2. Input fingerprint or histogram. Use one of the following:
* **setFin( filename )**: each line of file consists of two numbers: frequency *j*, the number of symbols that appears exactly *j* times.
* **setFin( freq, count )**: input two vectors of the same length: *freq[i]* represents frequency, and *count[i]* counts the number of symbols that appear exactly *freq[i]* times.
* **setHist( filename )**: each line of file consists of one number: frequency *j*. Symbols are not needed.
* **setHist( freq )**: input one vector with frequencies.
3. Output various estimates:
* **estimate()**: our polynomial estimator
* **estimate_plug()**: plug-in estimator
* **estimate\_Miller\_Madow()**: Miller-Madow estimator
### Synthetic data experiments
For those who want to generate synthetic samples within C++, you can refer to the standard [random number generator facilities](http://www.cplusplus.com/reference/random/).
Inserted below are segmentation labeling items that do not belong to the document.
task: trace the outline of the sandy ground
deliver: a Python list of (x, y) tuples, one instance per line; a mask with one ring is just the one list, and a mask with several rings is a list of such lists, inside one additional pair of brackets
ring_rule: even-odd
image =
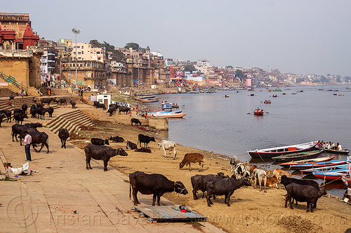
[[(154, 130), (145, 131), (138, 127), (109, 122), (95, 121), (95, 124), (93, 128), (81, 131), (76, 139), (73, 139), (73, 136), (72, 141), (82, 148), (88, 144), (86, 141), (93, 136), (107, 138), (112, 135), (137, 143), (138, 134), (141, 133), (154, 136), (157, 143), (159, 142), (160, 139), (157, 138), (157, 132)], [(246, 186), (234, 191), (231, 198), (231, 206), (227, 206), (224, 204), (224, 197), (220, 196), (213, 202), (214, 205), (208, 207), (206, 198), (193, 199), (190, 177), (197, 174), (216, 174), (219, 171), (230, 175), (229, 161), (223, 160), (219, 155), (181, 145), (177, 146), (176, 160), (173, 159), (173, 154), (169, 158), (165, 158), (163, 150), (158, 149), (157, 143), (149, 144), (151, 154), (126, 150), (128, 156), (114, 157), (109, 164), (126, 175), (142, 171), (161, 174), (171, 181), (182, 181), (189, 191), (187, 195), (172, 192), (165, 194), (164, 197), (176, 204), (185, 204), (207, 216), (208, 221), (226, 232), (344, 232), (351, 227), (351, 206), (334, 198), (322, 197), (313, 213), (306, 213), (306, 203), (294, 206), (294, 209), (291, 210), (284, 208), (286, 192), (283, 189), (270, 189), (263, 192), (252, 186)], [(110, 146), (126, 149), (125, 142), (112, 143)], [(179, 163), (187, 153), (200, 153), (205, 155), (202, 171), (199, 171), (197, 164), (192, 164), (191, 171), (188, 168), (179, 169)], [(152, 199), (151, 195), (150, 198)]]

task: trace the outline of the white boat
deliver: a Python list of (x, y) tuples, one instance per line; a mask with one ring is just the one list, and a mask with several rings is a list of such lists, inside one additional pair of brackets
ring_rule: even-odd
[(159, 111), (159, 112), (147, 112), (147, 117), (157, 117), (157, 118), (181, 118), (187, 115), (187, 113), (182, 113), (182, 111)]

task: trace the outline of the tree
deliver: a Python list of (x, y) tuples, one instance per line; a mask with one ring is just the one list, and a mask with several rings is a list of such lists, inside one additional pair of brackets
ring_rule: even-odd
[(89, 43), (93, 48), (101, 48), (101, 43), (98, 40), (91, 40)]
[(195, 68), (195, 66), (194, 66), (194, 65), (187, 65), (187, 66), (184, 66), (184, 71), (190, 71), (190, 72), (192, 72), (192, 71), (196, 71), (197, 69)]
[(235, 71), (235, 77), (237, 77), (237, 78), (240, 79), (240, 80), (243, 80), (243, 79), (245, 79), (247, 78), (246, 75), (244, 73), (243, 71), (241, 71), (241, 70), (239, 69), (237, 69)]

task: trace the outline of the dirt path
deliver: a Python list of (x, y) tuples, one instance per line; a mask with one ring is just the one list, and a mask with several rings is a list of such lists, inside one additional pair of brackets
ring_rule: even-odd
[[(110, 135), (122, 136), (125, 140), (136, 143), (138, 134), (140, 133), (157, 136), (156, 132), (145, 132), (136, 127), (102, 122), (98, 124), (93, 130), (81, 131), (83, 138), (74, 143), (82, 148), (86, 144), (84, 141), (92, 136), (107, 138)], [(157, 143), (159, 141), (157, 140)], [(305, 203), (299, 204), (291, 210), (284, 207), (286, 192), (282, 189), (271, 189), (263, 192), (254, 190), (253, 187), (244, 187), (234, 192), (231, 206), (224, 204), (224, 197), (218, 197), (213, 201), (214, 205), (208, 207), (206, 199), (193, 199), (190, 177), (197, 174), (216, 174), (219, 171), (230, 174), (229, 161), (209, 152), (181, 145), (177, 146), (176, 160), (164, 158), (163, 150), (157, 148), (156, 143), (152, 142), (149, 145), (151, 154), (128, 150), (127, 157), (114, 157), (110, 165), (126, 175), (142, 171), (162, 174), (172, 181), (182, 181), (189, 191), (188, 195), (171, 193), (164, 197), (176, 204), (190, 206), (207, 216), (208, 222), (227, 232), (344, 232), (351, 227), (351, 206), (333, 198), (322, 197), (314, 213), (306, 213)], [(111, 146), (126, 148), (126, 143), (112, 143)], [(192, 164), (191, 171), (188, 169), (179, 169), (179, 163), (187, 153), (201, 153), (205, 155), (203, 171), (199, 172), (197, 164)]]

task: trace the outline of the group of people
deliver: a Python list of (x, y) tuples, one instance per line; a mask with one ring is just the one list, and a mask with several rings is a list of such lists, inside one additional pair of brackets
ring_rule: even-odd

There are examples to generate random numbers according to different types of distributions.
If the distribution is not yet provided, you can use the general [discrete distribution](http://www.cplusplus.com/reference/random/discrete\_distribution/).
There are several ways to [construct discrete distributions](http://www.cplusplus.com/reference/random/discrete\_distribution/discrete\_distribution/).
Reference
===================
For detailed explanation of parameters, please refer to our paper [Minimax Rates of Entropy Estimation on Large Alphabets via Best Polynomial Approximation](http://ieeexplore.ieee.org/abstract/document/7444171/).
The parameters described in the paper are: *L=c0 log k, M=c1 log k, N=c2 log k*.
As in the paper, the default values are *L=1.6 log k, M=3.5 log k, N=1.6 log k*.